On May 6, 1950, the Højgård brothers from the small village of Tollund were cutting peat for their tile stove and kitchen range in the Bjældskovdal peat bog, 10 km west of Silkeborg, Denmark. As the two brothers worked, they suddenly saw in the peat layer a face so fresh that they could only suppose that they had stumbled on a recent murder. They immediately notified the police at Silkeborg.
Tollund Man lay 50 meters away from firm ground, his body arranged in a fetal position, and had been buried under about two meters of peat. He wore a pointed skin cap on his head fastened securely under his chin by a hide thong. There was a smooth hide belt around his waist. Otherwise, he was naked. His hair was cropped so short as to be almost entirely hidden by his cap. He was almost clean-shaven, but there was very short stubble on his chin and upper lip, suggesting that he had not shaved on the day of his death. There was a rope made of two leather thongs twisted together under a small lump of peat beside his head. It was drawn tight around his neck and throat and then coiled like a snake over his shoulder and down his back.
Underneath the body was a thin layer of moss. Scientists know that this moss was formed in Danish peat bogs in the early Iron Age about the time when Jesus was born. Therefore, the body was suspected to have been placed in the bog approximately 2,000 years ago during the early Iron Age. Subsequent C14 radiocarbon dating of Tollund Man's hair indicated that he died in approximately 350 BC. The acid in the peat, along with the lack of oxygen underneath the surface, had preserved the soft tissues of his body.
Examinations and X-rays showed that the man's head was undamaged, and his heart, lungs and liver were well preserved. He was not an old man, though he must have been over 20 years old because his wisdom teeth had grown in. Silkeborg museum estimates his age as 40 and height at 161cm, comparatively short-statured even for his time period. He was probably hanged to death by the rope around his neck. The noose left clear marks on the skin under his chin and at the side of his neck but there was no mark at the back of the neck where the knot was found. Due to skeletal decomposition, it is impossible to tell if the neck had been broken.
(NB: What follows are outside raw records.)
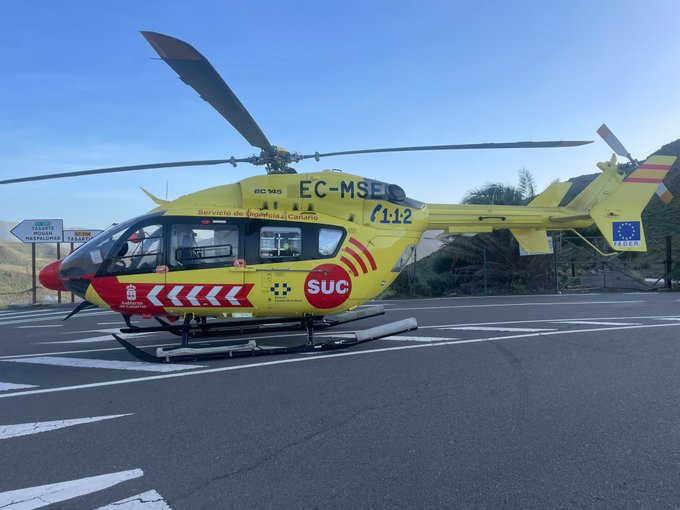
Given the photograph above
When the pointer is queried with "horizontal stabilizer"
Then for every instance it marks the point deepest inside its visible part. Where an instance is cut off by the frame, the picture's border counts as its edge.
(533, 240)
(618, 214)
(552, 195)
(153, 197)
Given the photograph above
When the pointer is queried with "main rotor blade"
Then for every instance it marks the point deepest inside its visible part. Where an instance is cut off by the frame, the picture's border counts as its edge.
(124, 169)
(195, 70)
(505, 145)
(613, 142)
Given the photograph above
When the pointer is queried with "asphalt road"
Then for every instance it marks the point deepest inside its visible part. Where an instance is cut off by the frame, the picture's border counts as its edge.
(561, 401)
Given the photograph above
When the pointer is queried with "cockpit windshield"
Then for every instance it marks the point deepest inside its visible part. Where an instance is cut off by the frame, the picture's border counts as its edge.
(87, 258)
The stomach and intestines were examined and tests carried out on their contents. The scientists discovered that the man's last meal had been a kind of soup made from vegetables and seeds, some cultivated seeds and some wild: barley, linseed, 'gold of pleasure', knotweed, bristlegrass , and camomile.
There were no traces of meat in the man's digestive system, and from the stage of digestion it was obvious that the man had lived for 12 to 24 hours after this last meal. In other words, he had not eaten for a day before his death. Although similar vegetable soups were not unusual for people of this time, two interesting things were noted:
- The soup contained many different kinds of wild and cultivated seeds. Because these seeds were not readily available, it is likely that some of them were gathered deliberately for a special occasion.
- The soup was made from seeds only available near the spring where he was found.
At first, Tollund Man was believed to be a rich man who had been ritually sacrificed, but recent analysis suggests that he may simply have been a criminal who was hanged and buried in the peat bog.
The body is currently kept in the Silkeborg Museum in Denmark.